Unklar bleibt nun, wie Bürgermeister Sven Hause reagiert. Er sagte dazu während der öffentlichen Stadtratsitzung nichts. Er ist der Meinung, dass die Stadträte überhaupt keinen monatlichen Mietpreis von zehn Euro festlegen dürfen. Dabei beruft er sich auf den Grundstücksmarktbericht. Dieser sieht in der Region eine Garagenmiete pro Monat zwischen 20 und 45 Euro vor. Nur in diesem Bereich dürfe der Stadtrat sich bei der Ausübung seines Ermessens bewegen, sagte er vor der Entscheidung im Stadtrat.
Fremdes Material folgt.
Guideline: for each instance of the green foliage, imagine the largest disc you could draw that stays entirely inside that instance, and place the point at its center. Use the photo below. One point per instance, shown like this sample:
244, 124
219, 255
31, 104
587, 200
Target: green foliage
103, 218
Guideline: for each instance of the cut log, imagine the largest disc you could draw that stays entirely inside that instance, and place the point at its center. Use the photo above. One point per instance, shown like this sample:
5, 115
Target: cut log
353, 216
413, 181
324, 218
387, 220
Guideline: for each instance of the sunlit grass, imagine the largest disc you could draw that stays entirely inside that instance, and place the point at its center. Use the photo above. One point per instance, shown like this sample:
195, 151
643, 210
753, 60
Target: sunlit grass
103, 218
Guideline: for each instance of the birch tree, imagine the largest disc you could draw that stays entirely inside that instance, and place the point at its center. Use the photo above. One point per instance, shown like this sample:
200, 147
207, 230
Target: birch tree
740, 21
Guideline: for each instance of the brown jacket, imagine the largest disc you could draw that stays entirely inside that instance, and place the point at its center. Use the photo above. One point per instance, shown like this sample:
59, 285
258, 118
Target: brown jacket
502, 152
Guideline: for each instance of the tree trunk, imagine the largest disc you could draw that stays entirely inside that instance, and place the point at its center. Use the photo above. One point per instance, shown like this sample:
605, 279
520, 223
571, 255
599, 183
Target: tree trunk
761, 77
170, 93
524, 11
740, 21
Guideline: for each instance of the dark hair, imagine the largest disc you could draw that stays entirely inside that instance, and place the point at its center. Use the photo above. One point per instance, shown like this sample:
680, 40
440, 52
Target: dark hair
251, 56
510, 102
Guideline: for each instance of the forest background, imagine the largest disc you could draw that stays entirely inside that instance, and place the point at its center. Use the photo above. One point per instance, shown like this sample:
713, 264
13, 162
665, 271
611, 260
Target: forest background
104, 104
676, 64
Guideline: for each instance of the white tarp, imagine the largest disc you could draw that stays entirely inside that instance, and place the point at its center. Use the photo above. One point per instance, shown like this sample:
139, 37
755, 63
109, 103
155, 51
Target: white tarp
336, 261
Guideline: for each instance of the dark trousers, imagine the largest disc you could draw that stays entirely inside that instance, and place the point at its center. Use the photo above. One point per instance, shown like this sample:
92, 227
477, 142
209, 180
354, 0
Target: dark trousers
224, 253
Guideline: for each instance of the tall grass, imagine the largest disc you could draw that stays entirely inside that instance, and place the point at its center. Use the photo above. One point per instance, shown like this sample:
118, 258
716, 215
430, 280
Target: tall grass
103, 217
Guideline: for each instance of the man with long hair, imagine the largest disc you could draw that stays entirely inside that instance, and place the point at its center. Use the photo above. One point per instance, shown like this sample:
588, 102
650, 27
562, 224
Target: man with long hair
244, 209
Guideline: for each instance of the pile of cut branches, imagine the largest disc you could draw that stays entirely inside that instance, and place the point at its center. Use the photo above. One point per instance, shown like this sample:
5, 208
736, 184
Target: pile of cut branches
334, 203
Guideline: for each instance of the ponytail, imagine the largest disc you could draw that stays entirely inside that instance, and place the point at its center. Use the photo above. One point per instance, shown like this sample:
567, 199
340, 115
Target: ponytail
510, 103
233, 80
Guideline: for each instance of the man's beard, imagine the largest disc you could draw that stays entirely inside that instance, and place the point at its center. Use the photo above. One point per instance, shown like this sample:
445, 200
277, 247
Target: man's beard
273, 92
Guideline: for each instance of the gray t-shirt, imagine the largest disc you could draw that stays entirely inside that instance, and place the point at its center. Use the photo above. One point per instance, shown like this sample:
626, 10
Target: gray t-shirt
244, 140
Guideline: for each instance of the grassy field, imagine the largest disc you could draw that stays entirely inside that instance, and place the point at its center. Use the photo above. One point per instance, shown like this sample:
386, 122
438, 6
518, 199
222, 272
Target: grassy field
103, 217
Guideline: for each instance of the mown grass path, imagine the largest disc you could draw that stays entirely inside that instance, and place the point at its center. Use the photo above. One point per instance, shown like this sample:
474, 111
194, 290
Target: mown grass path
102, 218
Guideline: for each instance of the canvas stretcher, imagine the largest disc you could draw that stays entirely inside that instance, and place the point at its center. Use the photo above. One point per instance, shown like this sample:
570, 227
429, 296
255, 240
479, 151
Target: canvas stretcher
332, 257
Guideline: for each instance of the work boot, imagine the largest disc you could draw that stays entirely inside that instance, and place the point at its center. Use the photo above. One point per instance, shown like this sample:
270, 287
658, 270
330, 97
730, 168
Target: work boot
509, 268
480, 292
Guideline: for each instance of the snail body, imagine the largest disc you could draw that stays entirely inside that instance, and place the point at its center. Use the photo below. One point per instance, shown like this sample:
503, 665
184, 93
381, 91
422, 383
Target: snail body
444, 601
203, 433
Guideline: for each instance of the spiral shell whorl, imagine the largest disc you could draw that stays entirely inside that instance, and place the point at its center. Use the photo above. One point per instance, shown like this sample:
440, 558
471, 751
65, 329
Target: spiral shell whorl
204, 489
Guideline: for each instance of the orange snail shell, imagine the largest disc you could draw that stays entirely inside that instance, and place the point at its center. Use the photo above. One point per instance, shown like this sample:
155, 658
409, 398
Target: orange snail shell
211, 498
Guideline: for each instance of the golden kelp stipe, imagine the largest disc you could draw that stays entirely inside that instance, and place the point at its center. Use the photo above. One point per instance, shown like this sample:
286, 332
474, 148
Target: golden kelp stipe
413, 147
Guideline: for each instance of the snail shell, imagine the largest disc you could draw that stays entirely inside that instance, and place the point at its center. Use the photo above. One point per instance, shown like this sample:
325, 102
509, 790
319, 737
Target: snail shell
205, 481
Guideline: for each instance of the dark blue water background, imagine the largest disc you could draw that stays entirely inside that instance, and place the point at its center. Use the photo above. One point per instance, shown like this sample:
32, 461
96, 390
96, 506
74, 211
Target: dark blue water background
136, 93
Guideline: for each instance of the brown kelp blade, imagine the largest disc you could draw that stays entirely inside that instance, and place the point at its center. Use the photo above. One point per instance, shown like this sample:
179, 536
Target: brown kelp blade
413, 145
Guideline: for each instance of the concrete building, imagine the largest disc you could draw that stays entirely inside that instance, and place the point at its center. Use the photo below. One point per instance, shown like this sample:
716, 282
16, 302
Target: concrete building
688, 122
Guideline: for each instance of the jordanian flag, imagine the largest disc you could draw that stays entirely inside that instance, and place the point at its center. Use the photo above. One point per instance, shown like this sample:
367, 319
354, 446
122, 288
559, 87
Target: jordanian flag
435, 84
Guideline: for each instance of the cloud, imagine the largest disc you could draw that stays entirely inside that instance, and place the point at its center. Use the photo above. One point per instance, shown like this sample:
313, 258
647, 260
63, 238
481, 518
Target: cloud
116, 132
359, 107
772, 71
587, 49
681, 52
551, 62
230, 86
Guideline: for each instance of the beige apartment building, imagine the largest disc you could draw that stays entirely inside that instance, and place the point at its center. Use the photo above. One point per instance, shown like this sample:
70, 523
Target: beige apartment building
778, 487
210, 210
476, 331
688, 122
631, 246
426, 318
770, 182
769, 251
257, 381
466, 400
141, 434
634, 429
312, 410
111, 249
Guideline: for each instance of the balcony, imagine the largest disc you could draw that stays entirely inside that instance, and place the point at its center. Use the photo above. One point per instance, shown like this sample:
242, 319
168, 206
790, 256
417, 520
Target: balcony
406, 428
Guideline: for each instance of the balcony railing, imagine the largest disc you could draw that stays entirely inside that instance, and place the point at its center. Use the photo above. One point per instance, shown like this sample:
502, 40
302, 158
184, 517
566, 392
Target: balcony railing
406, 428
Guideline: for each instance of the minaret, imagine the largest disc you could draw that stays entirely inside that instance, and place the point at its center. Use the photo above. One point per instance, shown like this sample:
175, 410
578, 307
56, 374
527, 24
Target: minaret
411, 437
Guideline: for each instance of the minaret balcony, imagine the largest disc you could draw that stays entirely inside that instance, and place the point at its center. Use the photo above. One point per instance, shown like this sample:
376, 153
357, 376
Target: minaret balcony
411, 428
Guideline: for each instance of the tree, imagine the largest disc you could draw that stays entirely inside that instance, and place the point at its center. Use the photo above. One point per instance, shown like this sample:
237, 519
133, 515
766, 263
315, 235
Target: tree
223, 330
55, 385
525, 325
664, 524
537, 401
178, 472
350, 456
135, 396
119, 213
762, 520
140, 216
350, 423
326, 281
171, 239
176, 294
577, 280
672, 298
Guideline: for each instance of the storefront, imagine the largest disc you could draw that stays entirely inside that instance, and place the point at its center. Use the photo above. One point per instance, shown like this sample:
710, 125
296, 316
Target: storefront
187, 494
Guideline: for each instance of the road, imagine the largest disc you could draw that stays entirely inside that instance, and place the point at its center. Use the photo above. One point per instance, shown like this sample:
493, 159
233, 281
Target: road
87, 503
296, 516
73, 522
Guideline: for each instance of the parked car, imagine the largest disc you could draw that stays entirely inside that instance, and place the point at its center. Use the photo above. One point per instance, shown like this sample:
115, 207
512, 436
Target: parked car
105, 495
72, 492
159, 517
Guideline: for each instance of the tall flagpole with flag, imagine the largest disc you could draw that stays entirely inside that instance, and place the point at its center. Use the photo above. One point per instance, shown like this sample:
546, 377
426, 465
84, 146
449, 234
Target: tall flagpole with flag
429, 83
Die Stadträte sehen dies anders. Denn der Grundstücksmarktbericht sage ihnen nicht, in welchem Zustand die Garagen seien. Calbe hat viele Jahre nichts in die Straßen investiert. Entsprechend schlecht ist der Zustand, wissen die Stadträte. Deshalb sei eine niedrige monatliche Miete aus ihrer Sicht angemessen.

In der Kommunalverfassung, die die Arbeit auf kommunaler Ebene regelt, hat der Landesgesetzgeber vorgesorgt, sollte es zu einem Fall kommen, in dem der Stadtrat eine von den vorgeschriebenen Vorschriften abweichende Entscheidung trifft. Hierzu heißt es: „Der Hauptverwaltungsbeamte muss Beschlüssen der Vertretung widersprechen, wenn er der Auffassung ist, dass diese rechtswidrig sind. Er kann Beschlüssen widersprechen, wenn diese für die Kommune nachteilig sind. Der Widerspruch muss binnen zwei Wochen ab Kenntnis schriftlich gegenüber dem Vorsitzenden der Vertretung eingelegt und begründet werden. Er hat aufschiebende Wirkung. Verbleibt die Vertretung bei erneuter Befassung bei diesem Beschluss und ist dieser nach Auffassung des Hauptverwaltungsbeamten rechtswidrig, muss er erneut widersprechen und unverzüglich die Entscheidung der Kommunalaufsichtsbehörde einholen.“

Widerspruch am Montag

Auf Nachfrage bestätigte der Bürgermeister, dass er am Montag seinen Widerspruch gegen die Entscheidung des Stadtrates formulieren und der Kommunalaufsicht zustellen werde. Auch die Bürger beschäftigt das zu erwartende weitere Verfahren, wie in der Einwohnerfragestunde deutlich wurde.

Ob die Kommunalaufsicht mehr Wert wäre als ein gewählter Stadtrat, wollte ein Bürger wissen. Darauf ging Bürgermeister Sven Hause in der Beantwortung nicht ein. Er schilderte allerdings, dass die Kommunalaufsicht in der Vergangenheit bereits in anderen Fällen Entscheidungen für Kommunen getroffen habe. Deshalb sei es ja eine Aufsichtsbehörde. In den kommenden Wochen muss die Aufsichtsbehörde nun entscheiden, wie sie mit dem Streit in der Saalestadt umgehen will. Dabei drängt die Zeit, denn den bisherigen Nutzern der Garagen muss die Stadt in den kommenden Wochen neue Mietverträge vorlegen, wenn sie die Garagen nach dem Jahreswechsel weiter vermieten will.

Ob die Kommune denn die Nutzer herausklagen werde, wenn die keinen neuen Mietvertrag unterzeichnen, wollte ein anderer Bürger wissen. Wenn dieser Fall eintrete, werde sich die Stadt entsprechend mit Juristen beraten und handeln, kündigte der Bürgermeister an. Einen festen Fahrplan habe die Verwaltung hier noch nicht, sagte er.

Wegen der zu erwartenden deutlichen Erhöhung der Kosten für die Garagennutzer, rechnen nicht wenige Bürger damit, dass im kommenden Jahr deutlich weniger Garagen angemietet werden. Andere Nutzer hatten bereits öffentlich angekündigt, ihre Miete zu kürzen und verweisen auf den schlechten baulichen Zustand der Straßen in den Garagenhöfen. Mitunter steht hier wochenlang das Wasser in einigen Garagenhöfen. Nur eingeschränkt seien die Garagen daher nutzbar.